I was building a Scrapy spider when I hit a weird situation. The website had an API endpoint that returned JSON data, but Scrapy kept trying to parse it as HTML.
I spent hours trying to make Scrapy work with the API. Then I realized I could just use Python's requests library inside my spider. Problem solved in 5 minutes.
Sometimes Scrapy isn't the right tool for every single request. Let me show you when and how to use requests inside Scrapy.
What is Python Requests?
requests is a simple Python library for making HTTP requests.
Think of it like this:
- Scrapy = A complete factory with assembly line, workers, quality control
- requests = A simple tool you hold in your hand
Sometimes you need the whole factory.
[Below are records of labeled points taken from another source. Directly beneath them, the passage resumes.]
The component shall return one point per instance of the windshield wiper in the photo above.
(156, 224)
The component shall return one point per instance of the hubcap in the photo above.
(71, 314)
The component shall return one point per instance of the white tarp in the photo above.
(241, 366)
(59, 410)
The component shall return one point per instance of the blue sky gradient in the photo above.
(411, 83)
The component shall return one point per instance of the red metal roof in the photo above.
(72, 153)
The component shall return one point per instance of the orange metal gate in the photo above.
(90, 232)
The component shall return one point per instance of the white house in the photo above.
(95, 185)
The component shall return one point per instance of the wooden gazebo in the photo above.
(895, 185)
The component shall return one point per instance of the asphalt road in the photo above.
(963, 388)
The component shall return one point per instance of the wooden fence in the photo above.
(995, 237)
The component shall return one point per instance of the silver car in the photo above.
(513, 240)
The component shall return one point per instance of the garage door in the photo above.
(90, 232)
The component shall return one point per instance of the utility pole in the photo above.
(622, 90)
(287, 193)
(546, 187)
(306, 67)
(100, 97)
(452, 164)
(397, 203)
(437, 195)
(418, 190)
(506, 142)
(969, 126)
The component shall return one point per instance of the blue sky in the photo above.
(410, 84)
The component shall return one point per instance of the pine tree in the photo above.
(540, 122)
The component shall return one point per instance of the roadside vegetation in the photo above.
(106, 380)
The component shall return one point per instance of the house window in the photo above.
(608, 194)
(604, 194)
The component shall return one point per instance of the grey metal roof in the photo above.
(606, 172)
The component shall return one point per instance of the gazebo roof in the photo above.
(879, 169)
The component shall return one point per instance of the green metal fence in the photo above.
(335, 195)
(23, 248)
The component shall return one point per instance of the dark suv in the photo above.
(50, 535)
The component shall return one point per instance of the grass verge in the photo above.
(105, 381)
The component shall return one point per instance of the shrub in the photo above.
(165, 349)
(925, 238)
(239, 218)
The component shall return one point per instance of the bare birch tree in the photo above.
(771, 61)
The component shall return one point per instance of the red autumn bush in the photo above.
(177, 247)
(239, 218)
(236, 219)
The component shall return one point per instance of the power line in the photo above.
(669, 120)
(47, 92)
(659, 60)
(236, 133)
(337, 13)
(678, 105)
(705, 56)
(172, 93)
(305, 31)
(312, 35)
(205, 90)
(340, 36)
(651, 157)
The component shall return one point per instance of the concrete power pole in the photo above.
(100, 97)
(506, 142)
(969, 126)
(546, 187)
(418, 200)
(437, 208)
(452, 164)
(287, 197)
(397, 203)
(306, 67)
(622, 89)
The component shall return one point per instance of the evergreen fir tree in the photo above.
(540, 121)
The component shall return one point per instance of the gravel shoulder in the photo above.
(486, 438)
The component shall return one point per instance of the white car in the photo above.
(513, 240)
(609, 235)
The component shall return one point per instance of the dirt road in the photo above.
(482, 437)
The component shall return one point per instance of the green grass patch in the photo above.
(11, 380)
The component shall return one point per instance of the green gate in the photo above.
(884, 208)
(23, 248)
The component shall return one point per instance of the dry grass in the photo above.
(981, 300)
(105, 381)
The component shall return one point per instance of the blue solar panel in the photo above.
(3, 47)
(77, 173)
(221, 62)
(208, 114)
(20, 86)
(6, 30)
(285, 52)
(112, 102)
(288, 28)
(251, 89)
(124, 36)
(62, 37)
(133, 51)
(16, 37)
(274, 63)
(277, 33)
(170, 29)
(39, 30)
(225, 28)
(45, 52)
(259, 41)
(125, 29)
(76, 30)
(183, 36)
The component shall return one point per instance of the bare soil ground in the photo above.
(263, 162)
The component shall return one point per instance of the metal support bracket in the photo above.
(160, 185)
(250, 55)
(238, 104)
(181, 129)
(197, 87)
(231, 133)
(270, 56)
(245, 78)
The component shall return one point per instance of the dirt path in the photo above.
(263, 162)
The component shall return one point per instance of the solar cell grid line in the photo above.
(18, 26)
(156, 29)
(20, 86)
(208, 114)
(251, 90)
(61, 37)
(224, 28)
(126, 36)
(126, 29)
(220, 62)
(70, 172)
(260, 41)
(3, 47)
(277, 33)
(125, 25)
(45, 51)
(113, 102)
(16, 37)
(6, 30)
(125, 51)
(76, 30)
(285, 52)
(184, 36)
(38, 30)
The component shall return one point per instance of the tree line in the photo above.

Sometimes you just need the simple tool.
Why Use Requests Inside Scrapy?
Reason 1: API Calls
Some websites have APIs that return pure JSON (no HTML).
Problem with Scrapy:
def parse(self, response):
data = response.json() # Works, but awkward
Easier with requests:
import requests
def parse(self, response):
api_data = requests.get('https://api.example.com/data').json()
# Clean JSON, easy to use
Reason 2: Authentication APIs
Login endpoints often need specific formatting.
Problem:
Scrapy's FormRequest can be complex for APIs.
Solution:
import requests
# Simple API login
response = requests.post(
'https://example.com/api/login',
json={'username': 'user', 'password': 'pass'}
)
token = response.json()['token']
Much simpler!
Reason 3: External Data Sources
You need data from a different website while scraping.
Example:
- Scraping products from Website A
- Need to check prices on Website B's API
- Want to do both in one spider
def parse(self, response):
product_name = response.css('.product-name::text').get()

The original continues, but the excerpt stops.